The investigators defined clinically important traumatic brain injury (ciTBI) as death from traumatic brain injury, neurosurgery, intubation for more than 24 hours for traumatic brain injury, or hospital admission of at least 2 nights associated with traumatic brain injury on CT.

Of the study's 42,412 patients, 97% had a Glasgow Coma Scale of 15, 0.9% had ciTBI, and 0.1% underwent neurosurgery. A total of 14,969 of the study patients underwent CT scans (35%), and 5.2% of them had traumatic brain injuries on CT.
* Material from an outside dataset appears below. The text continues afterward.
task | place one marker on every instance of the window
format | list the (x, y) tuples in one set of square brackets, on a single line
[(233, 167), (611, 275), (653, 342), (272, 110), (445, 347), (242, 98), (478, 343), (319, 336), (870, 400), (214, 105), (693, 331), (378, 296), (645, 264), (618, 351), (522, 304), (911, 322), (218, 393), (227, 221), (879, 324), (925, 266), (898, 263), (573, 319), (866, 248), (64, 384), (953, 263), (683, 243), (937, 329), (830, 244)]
For children younger than 2 years (25% of the study population), the six predictors of low risk for ciTBI were:

  • Normal mental status.
  • No scalp hematoma except frontal. 
  • No loss of consciousness for 5 seconds or more. 
  • Mild or moderate mechanism of injury. 
  • No palpable or unclear skull fracture. 
  • Acting normally according to their parent.

When all six of those low-risk findings were present, the prediction rule correctly identified nearly 100% of the children younger than 2 years who did not have a ciTBI and included 24% of the children who had a CT scan performed.

For patients aged 2-18 years, the six predictors of low ciTBI risk were:

  • Normal mental status. 
  • No loss of consciousness. 
  • No vomiting.  
  • Mild or moderate mechanism of injury. 
  • No clinical signs of basilar skull fracture. 
  • No severe headache.

Following that prediction rule identified 99.95% of patients who did not have a ciTBI. This low-risk group included 20% of the patients in this age group who had CT scans performed.

The investigators noted that altered mental status and signs of skull fracture "are branch points in the prediction trees with high risks for ciTBI," and they recommended CT scans for children with either finding. Those with any of the other four predictors had a 0.9% risk of ciTBI; "decisions about CT use for this group should be based on other factors."